Apple Arcade will arrive this fall, and will be supported on iPhone, iPad, Apple computers, and Apple TV. The service will provide unlimited access to premium games for a monthly subscription, and was introduced on stage with a video that focused on game creators, including the legendary Final Fantasy creator Hironobu Sakaguchi. On top of deliberately curating the games available for the service, Apple will also be contributing to their development. Here's the reveal trailer of Apple Arcade:
According to Apple, all games available on the Apple Arcade subscription service will be playable offline, meaning they won't be streamed to phones but rather made available to users who are interested in them for download. The mobile game subscription service will also refreshingly forgo advertisements or in-app purchases, focusing instead on providing a competitive games library for users that includes over 100 games, with standouts like Overland, Where Cards Fall, and Sonic Racing among the many launch options. Like Google's presentation last week, Apple also failed to provide a price point for its service, which could indicate an exact price point is still in flux.

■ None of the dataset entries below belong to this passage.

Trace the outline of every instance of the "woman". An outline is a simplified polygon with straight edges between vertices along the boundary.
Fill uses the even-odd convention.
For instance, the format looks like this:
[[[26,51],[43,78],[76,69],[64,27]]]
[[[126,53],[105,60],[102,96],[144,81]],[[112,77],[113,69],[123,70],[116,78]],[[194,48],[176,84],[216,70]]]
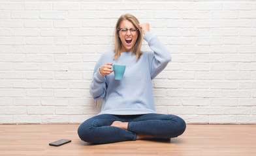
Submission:
[[[143,38],[153,52],[140,51]],[[80,125],[80,138],[104,144],[182,135],[186,127],[182,118],[155,110],[152,80],[170,61],[169,51],[150,32],[148,23],[139,24],[129,14],[121,16],[115,49],[102,55],[90,85],[93,98],[103,98],[101,112]],[[126,66],[122,80],[115,80],[113,64]]]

It's been a busy month for gaming, and Apple Arcade is the newest indication that the industry is looking to move in a new direction. Games as a service is preached by a lot of different successful developers and publishers, and it appears Apple buys that philosophy too. Although mobile gaming still carries connotations with it that will turn away fans, the same can't be said for the companies making those titles, as Apple and Google have both shown a keen interest in providing gaming experiences that can be accessed anywhere rather than traditional home setups.